Melihat fenomena ini, para politisi di Indonesia tampaknya memang masih harus belajar banyak dari politisi di negara dengan demokrasi dan teknologi yang lebih mapan.
Misalnya Barack Obama, yang memiliki lebih dari 19 juta follower di Twitter. Dia menggunakan akunnya untuk "menjual" diri ke pada rakyat dan pemilihnya secara aktif. Akun yang dijalankan oleh staf kampanyenya terakhir kali mengirim tweet pada pukul 5 tadi pagi.
http://www.beritasatu.com/digital-li...indonesia.html
saatnya dunia maya mulai diperhatikan dan di perhitungkan
Pemilihan gubernur Daerah Khusus Ibukota Jakarta, memberikan warna baru bagi dinamika demokrasi Indonesia ketika pertarungan gagasan di darat diimbangi oleh perdebatan masif di media sosial, khususnya Twitter, dalam skala yang belum pernah disaksikan di Tanah Air sebelumnya.
Menurut hitungan lembaga pemantau dan riset media sosial, Politicawave sejak 13 Juni silam, perbincangan tentang dua pasang kandidat di media sosial, khususnya Twitter, bisa mencapai rata-rata 20.000 hingga 40.000 perhari. Kebisingan di dunia maya ini, menurut Yose Rizal, Direktur Politicawave, yang membuat pemilihan gubernur Jakarta menjadi menarik untuk diamati.
"Fenomena ini menjadi yang pertama di alam demokrasi di Indonesia," kata Yose ketika ditemui Beritasatu.com awal Selasa (4/9) silam di Jakarta.
Jika dibandingkan dengan data yang dihimpun oleh salingsilang.com jumlah perbincangan tentang dua kandidat ini di Twitter, dalam periode Juli hingga Agustus sudah melebihi setengah juta kali.
Pasangan Foke - Nara dibicarakan 236.930 kali oleh 70.558 pengguna Twitter sementara saingannya Jokowi - Ahok dibicarakan 340.354 kali oleh 116.934 pengguna Twitter.
Sayangnya, menurut Yose, sebagian besar perbincangan di Twitter itu adalah bentuk serangan verbal yang sering menggunakan kata-kata kasar dan menghembuskan isu sensitif seperti agama serta etnis untuk menyerang kandidat lain.
"Di pemilihan putaran pertama banyak obrolan di Twitter tentang program membangun Jakarta, tetapi di putaran kedua agak tenggelam," tutur dia.
Dan serangan kampanye negatif di media baru yang sukar dikontrol ini kemudian memengaruhi bagaimana para kandidat dilihat oleh warga twitland.
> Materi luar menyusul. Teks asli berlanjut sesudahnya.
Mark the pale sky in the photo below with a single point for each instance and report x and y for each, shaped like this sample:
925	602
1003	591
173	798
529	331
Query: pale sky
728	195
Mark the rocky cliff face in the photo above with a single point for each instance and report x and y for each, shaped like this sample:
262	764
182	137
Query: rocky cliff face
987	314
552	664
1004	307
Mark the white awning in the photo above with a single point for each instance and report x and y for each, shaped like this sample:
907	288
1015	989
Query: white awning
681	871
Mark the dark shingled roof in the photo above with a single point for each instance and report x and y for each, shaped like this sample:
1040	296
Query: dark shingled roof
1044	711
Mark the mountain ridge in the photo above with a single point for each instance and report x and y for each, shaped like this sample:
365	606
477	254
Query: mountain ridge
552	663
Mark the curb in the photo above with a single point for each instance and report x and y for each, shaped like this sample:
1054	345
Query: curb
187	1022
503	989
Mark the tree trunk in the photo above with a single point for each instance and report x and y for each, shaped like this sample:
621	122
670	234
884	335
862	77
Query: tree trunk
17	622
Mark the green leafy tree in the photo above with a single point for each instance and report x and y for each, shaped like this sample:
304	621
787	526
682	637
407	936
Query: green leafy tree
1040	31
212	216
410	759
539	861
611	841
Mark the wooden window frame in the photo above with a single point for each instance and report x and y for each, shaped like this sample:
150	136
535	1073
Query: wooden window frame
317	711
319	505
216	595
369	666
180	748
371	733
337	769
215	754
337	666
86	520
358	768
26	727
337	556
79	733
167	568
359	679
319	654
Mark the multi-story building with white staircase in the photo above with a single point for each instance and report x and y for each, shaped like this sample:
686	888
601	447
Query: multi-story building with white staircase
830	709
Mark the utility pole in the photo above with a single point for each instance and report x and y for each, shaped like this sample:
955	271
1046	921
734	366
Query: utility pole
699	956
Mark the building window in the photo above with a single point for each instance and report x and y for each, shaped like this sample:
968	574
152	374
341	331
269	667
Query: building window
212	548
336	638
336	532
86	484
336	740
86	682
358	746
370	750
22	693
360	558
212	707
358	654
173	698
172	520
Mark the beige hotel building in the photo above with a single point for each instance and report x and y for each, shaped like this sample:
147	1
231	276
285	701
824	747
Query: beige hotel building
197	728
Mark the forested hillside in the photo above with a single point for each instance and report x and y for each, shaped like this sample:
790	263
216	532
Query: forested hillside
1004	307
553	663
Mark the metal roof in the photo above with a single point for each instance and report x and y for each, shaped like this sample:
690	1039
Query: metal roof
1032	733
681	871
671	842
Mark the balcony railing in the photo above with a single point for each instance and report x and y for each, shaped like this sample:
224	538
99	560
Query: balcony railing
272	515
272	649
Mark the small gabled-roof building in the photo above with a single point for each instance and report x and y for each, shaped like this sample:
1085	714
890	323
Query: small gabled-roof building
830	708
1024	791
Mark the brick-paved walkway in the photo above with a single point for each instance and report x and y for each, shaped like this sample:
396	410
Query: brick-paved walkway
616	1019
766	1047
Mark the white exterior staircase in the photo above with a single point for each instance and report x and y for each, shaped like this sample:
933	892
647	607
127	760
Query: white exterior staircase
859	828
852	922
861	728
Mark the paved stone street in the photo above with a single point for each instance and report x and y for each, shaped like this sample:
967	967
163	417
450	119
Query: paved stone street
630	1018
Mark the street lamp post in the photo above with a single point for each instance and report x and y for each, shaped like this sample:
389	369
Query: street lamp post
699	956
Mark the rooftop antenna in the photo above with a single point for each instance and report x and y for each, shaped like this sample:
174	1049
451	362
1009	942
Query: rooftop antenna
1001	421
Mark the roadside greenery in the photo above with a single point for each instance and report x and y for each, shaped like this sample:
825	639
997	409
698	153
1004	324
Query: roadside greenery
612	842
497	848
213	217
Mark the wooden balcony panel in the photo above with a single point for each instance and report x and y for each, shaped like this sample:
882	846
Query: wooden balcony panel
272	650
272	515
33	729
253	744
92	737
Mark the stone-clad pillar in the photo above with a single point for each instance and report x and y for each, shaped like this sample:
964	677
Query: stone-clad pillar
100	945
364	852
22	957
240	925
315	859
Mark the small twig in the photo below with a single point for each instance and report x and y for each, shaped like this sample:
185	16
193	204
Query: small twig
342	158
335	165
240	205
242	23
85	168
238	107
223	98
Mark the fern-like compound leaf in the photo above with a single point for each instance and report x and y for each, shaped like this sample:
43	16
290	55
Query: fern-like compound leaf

Jumlah buzz atau seringnya nama kandidat disebut dan jumlah akun yang membicarakannya tidak serta merta membuktikan bahwa satu pasang kandidat disukai atau tidak di Twitter.
Sentimen atau suka dan tidaknya para pengguna Twitter terhadap para kandidat, itulah yang menurut Yose paling penting dalam membangun dukungan di dunia maya.
Jokowi Terus Turun
"Jokowi sejak putaran pertama selalu memimpin dalam jumlah perbincangan di Twitter. Bahkan ketika menggelar halal bihalal di Senayan, Jakarta yang dihadiri oleh sejumlah artis, perbincangan tentang Jokowi - Ahok di Twitter hampir mencapai 40.000 sehari," kata Yose.
Tetapi alih-alih terus mencuri perhatian, ternyata sentimen terhadap Jokowi dan calon wakil gubernurnya Ahok terus tergerus seiring waktu. Menurut pantauan Politicawave, net reputation atau sentimen pengguna Twitter terhadap pasangan Jokowi - Ahok terus mengarah ke tren negatif dan hingga pekan lalu berada di poin 2,37.
"Padahal Pak Jokowi dari awal putaran pertama selalu berada di atas 30," jelas Yose lebih lanjut.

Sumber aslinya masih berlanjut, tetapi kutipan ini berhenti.